22 de julio de 2014

UN HOMBRE SIMPLE


Todo comenzó aquel viernes por la tarde, tras la colina se escondía el sol y la noche reclamaba su lugar. Es bajo aquella oscuridad cuando los hombres comunes como yo suelen cometer uno o quizá dos asesinatos.

Siempre fui muy discreto, del tipo que se difumina con facilidad en la sociedad. Un trabajo común atendiendo la ferretería que perteneció a mi padre. Vestimenta casual, nada extravagante: un par de pantalones marrón, un suéter de lana con pequeños rombos rojos, abundante fijador de cabello para que todo se mantuviese en orden. Aquello era mi mejor cualidad, orden.

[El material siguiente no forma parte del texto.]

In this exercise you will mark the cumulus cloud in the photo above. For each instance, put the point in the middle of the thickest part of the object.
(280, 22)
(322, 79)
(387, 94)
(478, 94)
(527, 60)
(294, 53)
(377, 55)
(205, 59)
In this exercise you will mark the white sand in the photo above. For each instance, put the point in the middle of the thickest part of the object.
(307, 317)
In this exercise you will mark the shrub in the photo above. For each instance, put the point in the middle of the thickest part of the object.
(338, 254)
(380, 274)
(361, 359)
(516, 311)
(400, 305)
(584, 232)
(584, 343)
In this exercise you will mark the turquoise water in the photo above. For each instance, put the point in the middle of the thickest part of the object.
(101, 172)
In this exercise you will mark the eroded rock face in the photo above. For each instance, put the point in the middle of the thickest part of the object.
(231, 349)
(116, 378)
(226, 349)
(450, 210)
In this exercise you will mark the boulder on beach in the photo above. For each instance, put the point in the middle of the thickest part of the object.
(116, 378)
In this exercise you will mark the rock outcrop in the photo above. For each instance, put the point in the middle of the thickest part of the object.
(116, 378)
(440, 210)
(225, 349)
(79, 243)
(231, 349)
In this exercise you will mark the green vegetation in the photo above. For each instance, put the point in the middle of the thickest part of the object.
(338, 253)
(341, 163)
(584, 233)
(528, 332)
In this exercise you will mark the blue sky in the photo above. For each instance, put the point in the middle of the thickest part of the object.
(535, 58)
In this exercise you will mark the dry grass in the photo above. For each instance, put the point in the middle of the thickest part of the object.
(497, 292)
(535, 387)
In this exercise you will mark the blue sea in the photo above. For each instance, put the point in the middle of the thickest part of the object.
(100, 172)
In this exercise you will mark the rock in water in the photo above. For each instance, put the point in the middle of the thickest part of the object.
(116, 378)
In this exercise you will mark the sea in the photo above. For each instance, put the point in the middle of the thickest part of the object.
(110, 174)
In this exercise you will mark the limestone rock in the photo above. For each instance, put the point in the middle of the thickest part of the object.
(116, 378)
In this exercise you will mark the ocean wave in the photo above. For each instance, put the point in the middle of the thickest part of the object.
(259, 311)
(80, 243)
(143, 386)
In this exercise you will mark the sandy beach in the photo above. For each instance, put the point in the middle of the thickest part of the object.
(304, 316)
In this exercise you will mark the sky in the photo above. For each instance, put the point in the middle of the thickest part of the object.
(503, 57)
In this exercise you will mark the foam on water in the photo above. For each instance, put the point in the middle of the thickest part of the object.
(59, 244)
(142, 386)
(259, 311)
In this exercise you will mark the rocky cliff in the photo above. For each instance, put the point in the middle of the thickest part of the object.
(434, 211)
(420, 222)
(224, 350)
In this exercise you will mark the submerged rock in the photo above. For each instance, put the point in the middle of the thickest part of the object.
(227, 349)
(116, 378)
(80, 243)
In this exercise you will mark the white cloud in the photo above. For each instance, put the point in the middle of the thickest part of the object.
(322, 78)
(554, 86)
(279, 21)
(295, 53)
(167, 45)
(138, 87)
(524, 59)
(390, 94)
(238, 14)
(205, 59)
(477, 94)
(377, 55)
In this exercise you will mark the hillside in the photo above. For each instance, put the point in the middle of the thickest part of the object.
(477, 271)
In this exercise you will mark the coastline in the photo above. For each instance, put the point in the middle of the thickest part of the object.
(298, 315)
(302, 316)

Amigos… nunca tuve muchos amigos, a decir verdad, no recuerdo el nombre de ninguno. Mi confidente, amiga y probablemente la única mujer que amé fue mi madre. Cuando era niño ella solía contarme historias de terror. Es curioso, pero siempre consideré que, los villanos de novela solían ser los más normales. Hacían lo que su naturaleza les obligaba hacer, a su manera eran libres, aunque las historias se empecinaban en nombrarlos creaturas condenadas.

Mi madre, una mujer recatada y de alta moral religiosa, solía decir: 
—Pon atención en las historias que te cuento, en ellas se muestra el pecado de la humanidad. Sólo Dios tiene el poder de juzgar al hombre —Hoy, que se cumple un año de la muerte de mi madre, recuerdo aquellas palabras. Yo no asesinó porque sea malo y tampoco lo hago porque sea bueno, no me corresponde a mí juzgarlo, yo asesinó porque es mi naturaleza.

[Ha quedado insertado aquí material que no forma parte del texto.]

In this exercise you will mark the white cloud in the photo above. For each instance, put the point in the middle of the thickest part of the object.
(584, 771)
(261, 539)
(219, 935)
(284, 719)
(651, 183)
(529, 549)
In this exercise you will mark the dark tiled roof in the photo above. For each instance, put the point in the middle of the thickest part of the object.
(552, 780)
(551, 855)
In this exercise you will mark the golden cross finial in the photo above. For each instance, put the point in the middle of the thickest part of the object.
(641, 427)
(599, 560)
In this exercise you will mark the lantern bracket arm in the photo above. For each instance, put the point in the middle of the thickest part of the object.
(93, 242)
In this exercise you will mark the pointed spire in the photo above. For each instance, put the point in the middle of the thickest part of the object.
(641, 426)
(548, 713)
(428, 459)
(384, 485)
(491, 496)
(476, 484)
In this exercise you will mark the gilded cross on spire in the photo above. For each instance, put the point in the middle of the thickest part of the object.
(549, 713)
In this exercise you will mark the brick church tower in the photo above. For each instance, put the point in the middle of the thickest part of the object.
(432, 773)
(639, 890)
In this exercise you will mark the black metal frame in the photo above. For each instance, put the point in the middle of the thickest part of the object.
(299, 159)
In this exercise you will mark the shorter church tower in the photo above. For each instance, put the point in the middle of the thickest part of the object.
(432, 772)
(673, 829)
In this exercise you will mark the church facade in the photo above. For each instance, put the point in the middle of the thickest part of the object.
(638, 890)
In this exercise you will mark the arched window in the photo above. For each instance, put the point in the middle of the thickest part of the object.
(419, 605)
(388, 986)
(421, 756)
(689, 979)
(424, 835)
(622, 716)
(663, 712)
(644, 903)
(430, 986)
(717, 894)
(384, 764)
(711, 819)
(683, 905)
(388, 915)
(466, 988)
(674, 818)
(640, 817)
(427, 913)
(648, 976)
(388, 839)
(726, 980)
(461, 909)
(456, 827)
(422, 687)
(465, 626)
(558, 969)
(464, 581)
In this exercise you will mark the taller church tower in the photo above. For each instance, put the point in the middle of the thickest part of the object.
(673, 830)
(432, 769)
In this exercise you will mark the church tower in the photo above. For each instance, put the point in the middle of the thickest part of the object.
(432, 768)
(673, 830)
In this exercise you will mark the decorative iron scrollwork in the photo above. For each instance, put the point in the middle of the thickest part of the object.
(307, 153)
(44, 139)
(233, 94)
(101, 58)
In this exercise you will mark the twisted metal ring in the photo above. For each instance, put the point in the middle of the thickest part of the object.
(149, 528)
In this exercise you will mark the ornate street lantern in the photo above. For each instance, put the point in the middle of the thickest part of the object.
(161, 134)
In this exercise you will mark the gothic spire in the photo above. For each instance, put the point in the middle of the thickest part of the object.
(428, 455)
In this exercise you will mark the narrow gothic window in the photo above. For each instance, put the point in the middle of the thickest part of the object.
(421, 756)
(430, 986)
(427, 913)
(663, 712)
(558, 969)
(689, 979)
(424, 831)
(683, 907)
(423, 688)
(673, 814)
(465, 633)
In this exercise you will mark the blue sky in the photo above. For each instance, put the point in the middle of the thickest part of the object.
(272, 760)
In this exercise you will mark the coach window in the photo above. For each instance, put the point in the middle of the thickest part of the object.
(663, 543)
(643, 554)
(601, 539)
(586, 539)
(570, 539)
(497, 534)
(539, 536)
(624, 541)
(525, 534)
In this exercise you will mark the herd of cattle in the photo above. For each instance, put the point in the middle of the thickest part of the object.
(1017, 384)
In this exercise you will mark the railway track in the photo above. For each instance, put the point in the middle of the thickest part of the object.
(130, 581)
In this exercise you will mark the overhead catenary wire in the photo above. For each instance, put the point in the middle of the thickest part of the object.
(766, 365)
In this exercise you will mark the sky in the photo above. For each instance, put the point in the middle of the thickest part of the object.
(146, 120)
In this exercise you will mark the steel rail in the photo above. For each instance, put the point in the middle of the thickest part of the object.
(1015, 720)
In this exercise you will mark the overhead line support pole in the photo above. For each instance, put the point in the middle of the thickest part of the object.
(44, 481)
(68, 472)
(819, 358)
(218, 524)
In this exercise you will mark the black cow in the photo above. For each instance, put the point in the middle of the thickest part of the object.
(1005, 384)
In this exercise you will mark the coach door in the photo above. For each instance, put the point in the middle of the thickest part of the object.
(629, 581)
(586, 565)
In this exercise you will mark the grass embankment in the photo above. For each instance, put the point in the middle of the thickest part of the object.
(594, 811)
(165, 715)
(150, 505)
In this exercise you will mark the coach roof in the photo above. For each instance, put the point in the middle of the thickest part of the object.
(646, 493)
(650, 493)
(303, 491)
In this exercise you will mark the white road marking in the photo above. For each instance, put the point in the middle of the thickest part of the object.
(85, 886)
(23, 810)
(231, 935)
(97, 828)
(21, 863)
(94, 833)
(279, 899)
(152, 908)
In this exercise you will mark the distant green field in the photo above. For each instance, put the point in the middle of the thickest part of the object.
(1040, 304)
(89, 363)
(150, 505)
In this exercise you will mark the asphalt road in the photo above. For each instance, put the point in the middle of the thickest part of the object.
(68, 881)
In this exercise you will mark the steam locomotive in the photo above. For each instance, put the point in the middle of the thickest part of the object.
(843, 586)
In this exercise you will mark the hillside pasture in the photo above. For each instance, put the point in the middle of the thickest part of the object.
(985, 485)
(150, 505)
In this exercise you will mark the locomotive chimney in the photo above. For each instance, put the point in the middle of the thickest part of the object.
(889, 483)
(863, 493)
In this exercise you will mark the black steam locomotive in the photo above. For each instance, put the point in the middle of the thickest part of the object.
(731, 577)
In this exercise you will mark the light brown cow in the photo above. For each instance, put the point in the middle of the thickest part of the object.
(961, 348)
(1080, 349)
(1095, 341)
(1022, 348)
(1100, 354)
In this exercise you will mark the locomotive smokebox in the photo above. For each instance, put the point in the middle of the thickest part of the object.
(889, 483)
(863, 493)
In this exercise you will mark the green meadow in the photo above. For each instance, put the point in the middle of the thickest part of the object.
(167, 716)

Aquella tarde una pareja entró a la ferretería, ambos eran atractivos y sonrientes, con facha de personas felices a las que nada les puede alterar. La joven cargaba entre los brazos a un niño, no mayor de un año.

—¿Les puedo ayudar en algo? —pregunté.

—Sólo buscamos un par de clavos y unos cuantos metros de alambre esmaltado.

Enseguida les entregaría lo que me pedían. Entré a la bodega y después de unos minutos llamé al joven para que me ayudara a bajar el royo de alambre, un joven muy atento, pues no lo pensó dos veces antes de entrar a la bodega. Recorrió los pequeños pasillos buscándome. Caminé sigiloso en dirección a su espalda y con un rápido movimiento, pasé sobre su cabeza un trozo de alambre que sostenía entre mis manos. Lo coloqué en aquella patética sonrisa y con toda mi fuerza lo jalé. La sangre brotaba de sus comisuras, los dientes comenzaron a crujir, sus ojos parecían estallar. Oh… que placer sentí en aquel momento. No tardó en perder el sentido y yo no tardé en enrollar el alambre esmaltado alrededor de su cuello para que jamás despertara. Un segundo después, la mujer preguntó: 

—¿Se encuentran bien…? ¿Necesitan ayuda? —Le respondí que nos vendría bien una mano. 

Ella entró a la bodega y al igual que su novio, nos buscó por entre los pasillos. Era el turno de los clavos; aquello sería más difícil. Tomé dos largos clavos de concreto —nunca especificaron de cuales querían— con uno en cada mano, me acerqué a la joven y con un preciso y hermoso movimiento, los incrusté en sus sienes. La mujer dejó escapar un grito casi inaudible y cayó. El pequeño cayó junto con ella; pero a él, a él no le haría nada, aquel niño es el motivo de mi historia. Él es la razón por la cual me convertí en padre.

Perdonen que no cuente los detalles de cómo logré deshacerme de los cuerpos, pero alguien llama a la puerta de la ferretería.